Add AutoregressionTask #2639

keves1 · 2025-03-12T23:01:42Z

This PR adds the following:

Autoregression Trainer (see Time Series Support #2382)
LSTM Sequence-to-Sequence (Seq2Seq) model for time series forecasting
Air Quality time series data set from the UCI Machine Learning Repository

Together these additions enable training air quality forecasting models as well as other autoregression tasks as additional datasets and models are added.

…tamodule.

keves1 · 2025-03-13T03:01:08Z

@adamjstewart See below, this test passes when I run it locally but it is failing here. I don't understand this error message, do you know how to resolve this?

FAILED tests/trainers/test_autoregression.py::TestAutoregressionTask::test_trainer[True-air_quality] - ValueError: Does not validate against any of the Union subtypes
Subtypes: [<class 'NoneType'>, <class 'torchgeo.trainers.base.BaseTask'>]
Errors:
  - Expected a <class 'NoneType'>
  - Unexpected keyword arguments: `num_outputs`
Given value type: <class 'jsonargparse._namespace.Namespace'>
Given value: Namespace(class_path='torchgeo.trainers.AutoregressionTask', init_args=Namespace(model='lstm_seq2seq', input_size=3, input_size_decoder=1, hidden_size=1, output_size=1, target_indices=[2], encoder_indices=[2, 12, 13], decoder_indices=[2], timesteps_ahead=1, num_layers=1, loss='mse', lr=0.001, patience=10, teacher_force_prob=None))

adamjstewart

Looks like a great start! For datasets, I'm wondering if we also want to consider spatiotemporal datasets like the one you found and whether we should add GeoDatasets. For models, I'm wondering if we should also add a GNN since that's commonly used for non-gridded data. Some kind of model that combines both and can make spatiotemporal predictions would be cool. But none of those are required for a first pass. Let's first clean this up and get it merged.

I don't know why the tests are failing, but it's only the minimum version tests, so worst case scenario we can bump the minimum supported versions.
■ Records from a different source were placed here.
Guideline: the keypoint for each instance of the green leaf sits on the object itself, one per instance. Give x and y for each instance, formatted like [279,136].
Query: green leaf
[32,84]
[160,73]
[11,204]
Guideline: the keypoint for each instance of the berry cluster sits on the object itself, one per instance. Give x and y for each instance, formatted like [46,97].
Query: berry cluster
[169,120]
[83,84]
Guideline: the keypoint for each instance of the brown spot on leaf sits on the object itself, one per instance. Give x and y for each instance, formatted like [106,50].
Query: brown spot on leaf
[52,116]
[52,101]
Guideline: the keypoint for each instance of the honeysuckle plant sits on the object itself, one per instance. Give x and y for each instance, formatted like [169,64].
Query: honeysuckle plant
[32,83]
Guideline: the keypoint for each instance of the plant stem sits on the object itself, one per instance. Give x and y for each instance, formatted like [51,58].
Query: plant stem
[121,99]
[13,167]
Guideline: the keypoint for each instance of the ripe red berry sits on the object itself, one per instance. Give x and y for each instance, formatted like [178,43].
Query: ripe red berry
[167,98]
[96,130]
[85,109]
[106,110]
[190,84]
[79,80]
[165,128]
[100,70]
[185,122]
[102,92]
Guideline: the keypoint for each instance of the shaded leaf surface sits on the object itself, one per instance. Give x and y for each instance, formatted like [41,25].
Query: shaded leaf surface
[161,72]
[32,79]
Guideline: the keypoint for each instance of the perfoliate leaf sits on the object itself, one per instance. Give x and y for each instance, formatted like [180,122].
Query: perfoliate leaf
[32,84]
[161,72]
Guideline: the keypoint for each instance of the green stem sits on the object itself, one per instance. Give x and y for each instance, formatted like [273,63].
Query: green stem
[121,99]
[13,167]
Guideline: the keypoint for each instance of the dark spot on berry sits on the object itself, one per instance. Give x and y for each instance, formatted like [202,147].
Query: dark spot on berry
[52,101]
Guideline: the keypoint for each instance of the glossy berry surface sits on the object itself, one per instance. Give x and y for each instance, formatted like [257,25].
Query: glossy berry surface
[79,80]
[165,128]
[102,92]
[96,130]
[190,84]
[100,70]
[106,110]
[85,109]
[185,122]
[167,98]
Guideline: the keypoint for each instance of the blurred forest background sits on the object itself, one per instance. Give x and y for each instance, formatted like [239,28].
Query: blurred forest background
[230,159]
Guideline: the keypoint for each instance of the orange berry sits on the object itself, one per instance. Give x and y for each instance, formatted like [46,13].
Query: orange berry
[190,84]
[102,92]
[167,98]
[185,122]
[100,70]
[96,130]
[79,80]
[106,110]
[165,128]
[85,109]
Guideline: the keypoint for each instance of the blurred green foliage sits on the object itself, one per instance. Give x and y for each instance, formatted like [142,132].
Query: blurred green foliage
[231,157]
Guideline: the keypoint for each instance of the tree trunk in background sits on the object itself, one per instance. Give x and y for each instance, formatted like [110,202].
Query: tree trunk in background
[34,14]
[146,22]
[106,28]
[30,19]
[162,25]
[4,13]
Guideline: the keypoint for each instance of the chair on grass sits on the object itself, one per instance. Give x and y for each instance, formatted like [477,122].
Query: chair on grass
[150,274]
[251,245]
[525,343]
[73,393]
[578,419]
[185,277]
We're already doing that when we drop Python 3.10 support anyway, so I would ignore them for now and focus on everything else.

adamjstewart · 2025-03-13T13:22:04Z

docs/api/datasets/non_geo_datasets.csv

@@ -1,5 +1,6 @@
 Dataset,Task,Source,License,# Samples,# Classes,Size (px),Resolution (m),Bands
 `ADVANCE`_,C,"Google Earth, Freesound","CC-BY-4.0","5,075",13,512x512,0.5,RGB
+`Air Quality`_,"R,T","UCI Machine Learning Repository","CC-BY-4.0","9,358",,,,


Confirmed the license from https://archive.ics.uci.edu/dataset/360/air+quality

tests/datasets/test_air_quality.py

adamjstewart · 2025-03-13T13:24:50Z

torchgeo/datamodules/air_quality.py

+        self.val_dataset = Subset(dataset, val_indices)
+        self.test_dataset = Subset(dataset, test_indices)
+
+    def on_after_batch_transfer(


Why is this needed? Is there a problem with the base class implementation?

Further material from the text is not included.